Jesus was referring to a Divine Truth that had been the bedrock of Scripture through all God’s covenants with humankind. Scripture had enumerated countless times the promise of the Lord to first shepherd His chosen people. Intriguingly, scripture had also indicated that all nations, like the Canaanite nations, would ultimately be shepherded by the Lord.

In other words, both Jesus and the Canaanite woman were motivated by truth; she by the truth that a Messiah would want to, and would indeed, heal her daughter; He by the fulfillment of all scripture as the true Word of God. Such are the necessary conditions for any disagreement or fight between two people. Commitment to seeking only the truth must be the unwavering condition for true love to endure and patiently await the resolution of any difficulty in God’s plan.

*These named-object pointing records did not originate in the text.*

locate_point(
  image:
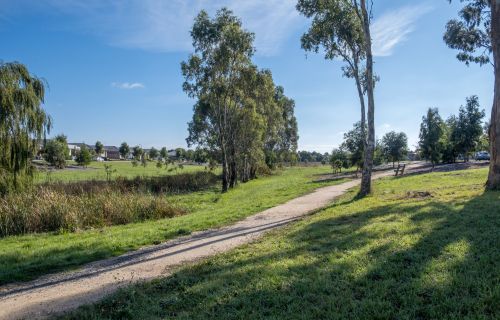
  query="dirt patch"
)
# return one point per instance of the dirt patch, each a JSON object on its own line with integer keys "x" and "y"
{"x": 417, "y": 195}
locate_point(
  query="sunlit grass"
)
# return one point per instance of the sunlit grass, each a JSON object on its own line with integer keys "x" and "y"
{"x": 421, "y": 247}
{"x": 26, "y": 257}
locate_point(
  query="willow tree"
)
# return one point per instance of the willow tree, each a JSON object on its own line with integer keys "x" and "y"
{"x": 477, "y": 37}
{"x": 23, "y": 123}
{"x": 342, "y": 29}
{"x": 223, "y": 49}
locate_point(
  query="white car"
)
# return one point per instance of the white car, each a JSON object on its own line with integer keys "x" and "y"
{"x": 482, "y": 155}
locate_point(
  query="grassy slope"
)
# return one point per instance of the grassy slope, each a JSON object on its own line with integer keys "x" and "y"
{"x": 389, "y": 256}
{"x": 26, "y": 257}
{"x": 95, "y": 171}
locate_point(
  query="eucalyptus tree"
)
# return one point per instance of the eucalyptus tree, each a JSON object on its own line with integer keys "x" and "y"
{"x": 56, "y": 151}
{"x": 354, "y": 144}
{"x": 338, "y": 31}
{"x": 99, "y": 147}
{"x": 394, "y": 146}
{"x": 288, "y": 132}
{"x": 124, "y": 150}
{"x": 431, "y": 131}
{"x": 84, "y": 157}
{"x": 23, "y": 122}
{"x": 153, "y": 153}
{"x": 476, "y": 34}
{"x": 222, "y": 50}
{"x": 342, "y": 29}
{"x": 467, "y": 131}
{"x": 258, "y": 119}
{"x": 137, "y": 153}
{"x": 164, "y": 153}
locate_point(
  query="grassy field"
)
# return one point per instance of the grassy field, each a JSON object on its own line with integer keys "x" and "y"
{"x": 95, "y": 171}
{"x": 422, "y": 247}
{"x": 26, "y": 257}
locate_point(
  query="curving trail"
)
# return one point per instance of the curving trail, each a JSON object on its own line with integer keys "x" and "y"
{"x": 61, "y": 292}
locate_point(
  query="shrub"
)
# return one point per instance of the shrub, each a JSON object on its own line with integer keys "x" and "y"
{"x": 179, "y": 183}
{"x": 45, "y": 210}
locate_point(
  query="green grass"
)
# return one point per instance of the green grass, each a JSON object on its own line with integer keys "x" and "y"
{"x": 26, "y": 257}
{"x": 95, "y": 171}
{"x": 398, "y": 254}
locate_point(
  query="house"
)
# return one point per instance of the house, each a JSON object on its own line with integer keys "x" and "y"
{"x": 111, "y": 153}
{"x": 108, "y": 152}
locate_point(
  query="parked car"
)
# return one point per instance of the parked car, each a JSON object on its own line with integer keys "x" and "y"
{"x": 482, "y": 155}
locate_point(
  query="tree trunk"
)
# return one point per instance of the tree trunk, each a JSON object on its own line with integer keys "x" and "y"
{"x": 233, "y": 175}
{"x": 361, "y": 99}
{"x": 494, "y": 173}
{"x": 370, "y": 145}
{"x": 225, "y": 171}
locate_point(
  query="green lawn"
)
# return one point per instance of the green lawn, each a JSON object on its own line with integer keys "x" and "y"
{"x": 422, "y": 247}
{"x": 95, "y": 171}
{"x": 26, "y": 257}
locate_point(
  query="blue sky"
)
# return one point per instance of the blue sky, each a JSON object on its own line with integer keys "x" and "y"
{"x": 113, "y": 67}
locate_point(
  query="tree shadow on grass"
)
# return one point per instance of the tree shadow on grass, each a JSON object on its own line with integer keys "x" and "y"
{"x": 404, "y": 260}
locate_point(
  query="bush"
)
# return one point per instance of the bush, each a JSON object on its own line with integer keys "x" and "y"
{"x": 178, "y": 183}
{"x": 84, "y": 157}
{"x": 46, "y": 210}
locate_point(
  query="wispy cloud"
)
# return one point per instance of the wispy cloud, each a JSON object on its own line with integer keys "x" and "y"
{"x": 127, "y": 85}
{"x": 393, "y": 27}
{"x": 159, "y": 25}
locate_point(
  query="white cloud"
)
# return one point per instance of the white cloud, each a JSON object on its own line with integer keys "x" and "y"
{"x": 159, "y": 25}
{"x": 393, "y": 27}
{"x": 127, "y": 85}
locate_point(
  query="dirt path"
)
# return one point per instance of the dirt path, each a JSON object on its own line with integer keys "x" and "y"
{"x": 61, "y": 292}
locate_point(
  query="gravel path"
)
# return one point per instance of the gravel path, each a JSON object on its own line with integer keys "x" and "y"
{"x": 61, "y": 292}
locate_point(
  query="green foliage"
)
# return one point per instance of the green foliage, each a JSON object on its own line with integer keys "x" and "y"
{"x": 180, "y": 153}
{"x": 84, "y": 157}
{"x": 378, "y": 155}
{"x": 137, "y": 153}
{"x": 56, "y": 151}
{"x": 164, "y": 153}
{"x": 471, "y": 33}
{"x": 205, "y": 210}
{"x": 23, "y": 123}
{"x": 459, "y": 135}
{"x": 109, "y": 171}
{"x": 431, "y": 130}
{"x": 336, "y": 29}
{"x": 394, "y": 255}
{"x": 395, "y": 146}
{"x": 354, "y": 141}
{"x": 99, "y": 148}
{"x": 153, "y": 153}
{"x": 124, "y": 150}
{"x": 468, "y": 129}
{"x": 339, "y": 159}
{"x": 240, "y": 119}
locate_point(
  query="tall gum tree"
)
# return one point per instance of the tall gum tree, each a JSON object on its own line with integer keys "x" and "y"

The third level of interchange between our dear Canaanite woman and Jesus began when she simply pleaded in response: “Lord, help me (v. 25).” She did not waver in her honorable focus to secure healing for her daughter.

If only I had been as humble and aware of my inadequacy as the Canaanite woman was! I might have then said to my wife: “My love, help me to be a better person and to pray more effectively. I need your help!” Instead, I criticized her and humiliated her through my inferiority and crazy accusations.

The fourth level of interchange is the most remarkable. It is the climax to the entire dialogue of love between the two amazing personages.

In response to Jesus’ assertion that the food from the table should not be taken from the children and thrown to the dogs, the Canaanite mother recognizes that Jesus has divinely appealed to her through her own motherhood by the insertion of “children” into the analogy.

Jesus also refers to the Jewish belief that Canaanites were heathens or Gentiles, similar to dogs. But He appears at the same time to coquettishly open His Mercy to the Gentiles who may also be considered as table, or pet, dogs.

The woman picks up on the analogy Jesus offers and amplifies it imaginatively and with the full depth of her faith. She responds enthusiastically that pet dogs would certainly be served the table scraps by the playful children at table.

With this Divine analogy now fully embraced between the two, Jesus and the Canaanite woman have achieved an amazing resolution on a difficult issue. It is a model for all cultural and personal differences for all time! Their exchange then culminates in a loving and faith filled miracle that Jesus pronounces: “O woman, great is your faith! Let it be done for you as you wish.”

I pray that my future differences with my wife and others be always grounded in a common search for the truth; that I can discuss my differences without destructive language or vilification; that I can stay on-point and not wander off into obtuse arguments or past wounds and hurts; and that I can be imaginative and faith-filled when confronted by my own inadequacy or inferiority.

After my homilies that Sunday and back at home, I passed quickly by the now-barren side-wall where Our Lady of Guadalupe once hung. I realized that this was the perfect angle from which to view Her if one were to pass it by on the way to my wife’s bedroom and to the other rooms she frequented. I was humbled by this awareness that I had totally overlooked.

Now I understood that her love for Our Lady of Guadalupe had been wonderfully fulfilled by viewing it on the side-wall, where her perspective had been full and unimpeded, letting two mothers and wives have a few special moments countless times a day to exchange their motherly and wifely perspectives.

Prayerful and loving exchanges, just like Jesus and the Canaanite woman!